Sonatype 2023 Supply Chain Report: Open‑Source Growth, Security Risks & AI

Sonatype released its latest "State of the Software Supply Chain" report, examining how to define better software in a world of abundant choices and exploring the profound impact of artificial intelligence (AI) on software development, as well as the intricate interplay between open‑source supply, demand, and security.

The report tracks the growth of open‑source applications in four major ecosystems: Java (Maven), JavaScript (npm), Python (PyPI), and .NET (NuGet Gallery). From 2022 to 2023, the number of available open‑source projects grew on average by 29%. In 2023, projects released an average of 15 usable versions, with each ecosystem offering 10 to 22 versions per project, resulting in roughly 1‑2 new versions per month and a total of 60 million new versions across observed ecosystems.

While the supply of open‑source components continues to rise, demand has not kept pace. Over the past two years, the download growth rate has declined, with an average growth rate of 33% in 2023 compared to 73% in 2021.

Security concerns remain acute: by September 2023, the research team identified 245,032 malicious packages, twice the total of previous years. One‑eighth of open‑source downloads contain known risks, and 23% of Log4j downloads still have severe vulnerabilities.

Active maintenance of open‑source projects is decreasing; nearly 19% of projects stopped being maintained last year, affecting Java and JavaScript ecosystems, and only 11% receive active upkeep. Nevertheless, Sonatype notes that about 96% of components with known vulnerabilities can be avoided by selecting non‑vulnerable versions.

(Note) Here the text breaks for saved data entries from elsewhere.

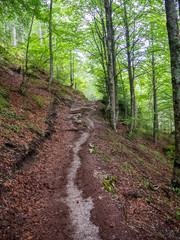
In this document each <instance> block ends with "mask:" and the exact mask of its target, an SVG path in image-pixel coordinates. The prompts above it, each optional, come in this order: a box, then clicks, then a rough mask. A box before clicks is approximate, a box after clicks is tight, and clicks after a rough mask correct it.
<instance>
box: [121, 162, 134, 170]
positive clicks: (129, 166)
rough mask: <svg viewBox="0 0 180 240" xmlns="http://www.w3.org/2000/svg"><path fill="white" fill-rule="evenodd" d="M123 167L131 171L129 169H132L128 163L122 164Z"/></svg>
mask: <svg viewBox="0 0 180 240" xmlns="http://www.w3.org/2000/svg"><path fill="white" fill-rule="evenodd" d="M123 166H124V167H125V168H127V169H131V168H132V167H131V165H130V164H129V163H127V162H124V163H123Z"/></svg>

Regarding AI in software development, 97% of surveyed DevOps and SecOps leaders report using AI in their workflows to some extent, with most using two or more AI tools daily. Adoption of AI/ML components in enterprise environments increased by 135% last year.

The report also highlights a gap between perceived and actual security: 67% of companies believe their systems are free of vulnerable code, yet 10% experienced security incidents due to vulnerable components this year. Detection times vary, with 39% finding vulnerabilities within 1‑7 days, 29% taking over a week, and 28% resolving them in less than a day.